There are few examples nationwide of citizens voting to tax themselves to preserve land outside of the cities where they live by funding the purchase of development rights. Observations by local policy makers, the media, and members of the public lend support for the claim that over the past decade, the Greenbelt has provided lasting benefits to both Ann Arborites and to surrounding communities of the Greenbelt District. But how might we take a detailed, rigorous approach to quantifying and qualifying the benefits of the Greenbelt? Indeed, what measurements should we be using and why? Furthermore, how might we convey those benefits, not only to the various stakeholders who will decide its future, but to other communities that might wish to explore this novel approach to land preservation?
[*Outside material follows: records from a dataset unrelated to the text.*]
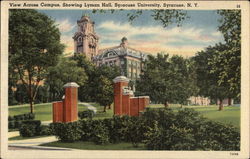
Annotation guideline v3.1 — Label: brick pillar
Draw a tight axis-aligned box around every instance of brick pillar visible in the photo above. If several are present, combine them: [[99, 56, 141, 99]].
[[130, 97, 139, 116], [52, 101, 63, 123], [63, 82, 79, 122], [113, 76, 129, 115]]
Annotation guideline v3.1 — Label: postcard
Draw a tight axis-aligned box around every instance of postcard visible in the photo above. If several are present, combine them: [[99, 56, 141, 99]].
[[0, 0, 250, 159]]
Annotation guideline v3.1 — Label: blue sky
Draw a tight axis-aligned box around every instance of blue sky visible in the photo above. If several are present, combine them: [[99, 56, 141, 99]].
[[38, 10, 223, 57]]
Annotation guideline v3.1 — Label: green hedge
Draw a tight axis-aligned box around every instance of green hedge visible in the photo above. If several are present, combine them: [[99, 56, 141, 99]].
[[19, 120, 52, 137], [50, 109, 240, 151], [78, 110, 95, 119], [8, 113, 35, 129]]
The Conservation Fund and Greenbelt Advisory Commission seek assistance in measuring and then describing the impact of the Geenbelt millage, including evaluating (and valuating) the economic, social, and ecological services provided by the Greenbelt. We believe this is a timely undertaking as the millage approaches the halfway point of its lifespan. Most obviously, we would like to evaluate the economic and ecological benefits of the Greenbelt in ways that a broad audience can understand. But we would also like to consider a range of social, educational, and other outcomes that the Greenbelt has generated, and to put these outcomes in a comparative context, evaluating them against other similar programs nationally, and even in comparison with a “business-as-usual” scenario for this region had the Greenbelt millage never passed. Such an analysis is especially timely given the emerging national discussion about the value (or not) of land protection, as federal, state, local agencies, governments, and NGOs consider the effectiveness of land preservation programs already in place or that might be put in place.
This proposed analysis requires an integrated approach of varied team members so that all the impacts of the Greenbelt millage can be captured, measured, and evaluated. Because we hope that the contents and conclusions of the study will reach a broad and diverse audience, we hope to work with team members on exploring several ways to share and disseminate their findings.